Abstract

As essential techniques, intraoperative indocyanine green video angiography (ICG-VA) and FLOW 800 have been widely used in microsurgery for arteriovenous malformations (AVMs). In the present report, we introduced a supplementary technical trick for judging the degree of lesion resection when there were superficial drainage veins. FLOW 800 analysis is used to verify our conjecture. A retrospective analysis of a 33 case cohort treated surgically from June 2020 to September 2022 was conducted and their lesions were removed by superficial drainage veins as a supplementary technical trick and analyzed with FLOW800. In our 33 AVMs, the feeding artery was visualized earlier than the draining vein. Intraoperatively, the T1/2 peak and slope of the draining vein were significantly higher than that of the lesion. However, the maximum fluorescence intensity (MFI) of the draining vein decreased as the procedure progressed (p < 0.001). After reducing the blood flow to the nidus by progressive dissection of the feeding artery, the arteriovenous transit time (AVTT) decreased from 0.64 ± 0.47 s, was prolonged to 2.38 ± 0.52 (p < 0.001), and the MFI and slope of the nidus decreased from the pre-resection 435.42 ± 43.90 AI and 139.77 ± 27.55 AI/s, and decreased to 386.70 ± 48.17 AI and 116.12 ± 17.46 AI/s (p < 0.001).
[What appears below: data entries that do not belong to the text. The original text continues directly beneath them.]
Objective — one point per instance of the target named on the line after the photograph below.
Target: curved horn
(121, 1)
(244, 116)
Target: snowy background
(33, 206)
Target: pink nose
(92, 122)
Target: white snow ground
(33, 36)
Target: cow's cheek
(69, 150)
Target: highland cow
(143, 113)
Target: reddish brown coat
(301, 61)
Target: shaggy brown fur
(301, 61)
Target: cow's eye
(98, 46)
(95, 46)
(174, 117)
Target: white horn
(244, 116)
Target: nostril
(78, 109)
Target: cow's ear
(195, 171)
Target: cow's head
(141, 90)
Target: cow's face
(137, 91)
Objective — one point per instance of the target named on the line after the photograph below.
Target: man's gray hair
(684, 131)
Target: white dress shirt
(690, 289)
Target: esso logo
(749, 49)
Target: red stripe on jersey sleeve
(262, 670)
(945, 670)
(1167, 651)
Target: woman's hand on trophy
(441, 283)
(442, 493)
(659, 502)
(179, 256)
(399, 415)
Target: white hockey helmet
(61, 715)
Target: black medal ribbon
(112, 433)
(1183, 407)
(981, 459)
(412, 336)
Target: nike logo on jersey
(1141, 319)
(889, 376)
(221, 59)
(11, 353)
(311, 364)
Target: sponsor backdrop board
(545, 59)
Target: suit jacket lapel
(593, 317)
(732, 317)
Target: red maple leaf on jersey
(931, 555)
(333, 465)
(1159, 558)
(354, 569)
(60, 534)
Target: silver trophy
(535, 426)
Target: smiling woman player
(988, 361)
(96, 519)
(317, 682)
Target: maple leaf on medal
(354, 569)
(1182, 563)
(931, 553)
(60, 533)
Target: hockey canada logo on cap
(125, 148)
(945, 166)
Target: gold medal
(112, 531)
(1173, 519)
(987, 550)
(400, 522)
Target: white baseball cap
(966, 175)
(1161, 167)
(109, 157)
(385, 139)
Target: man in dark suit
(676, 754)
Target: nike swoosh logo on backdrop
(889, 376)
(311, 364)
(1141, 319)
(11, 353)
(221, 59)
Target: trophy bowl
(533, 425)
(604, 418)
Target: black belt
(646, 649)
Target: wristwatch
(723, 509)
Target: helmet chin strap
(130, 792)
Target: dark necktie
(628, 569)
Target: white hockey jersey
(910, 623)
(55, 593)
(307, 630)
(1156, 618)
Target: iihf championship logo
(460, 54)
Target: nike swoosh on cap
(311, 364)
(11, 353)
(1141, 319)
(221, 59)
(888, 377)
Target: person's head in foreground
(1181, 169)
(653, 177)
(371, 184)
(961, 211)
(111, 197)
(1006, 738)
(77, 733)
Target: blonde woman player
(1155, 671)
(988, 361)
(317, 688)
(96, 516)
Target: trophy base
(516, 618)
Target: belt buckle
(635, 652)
After resection of the nidus, the T1/2 peak of the draining vein increased from 21.42 ± 4.70 s, prolonged to after dissection of the blood feeding artery, 23.07 ± 5.29 s (p = 0.424), and after resection of the lesion, 25.13 ± 5.46 s (p = 0.016), with a slope from 135.79 ± 28.17 AI/s increased to 210.86 ± 59.67 AI/s (p < 0.001). ICG-VA integrated with FLOW 800 is an available method for determining the velocity of superficial drainage veins. Whether the color of the superficial drainage veins on the cortical surface returns to normal can determine whether the lesion is completely resected and can reduce the possibility of residual postoperative lesions.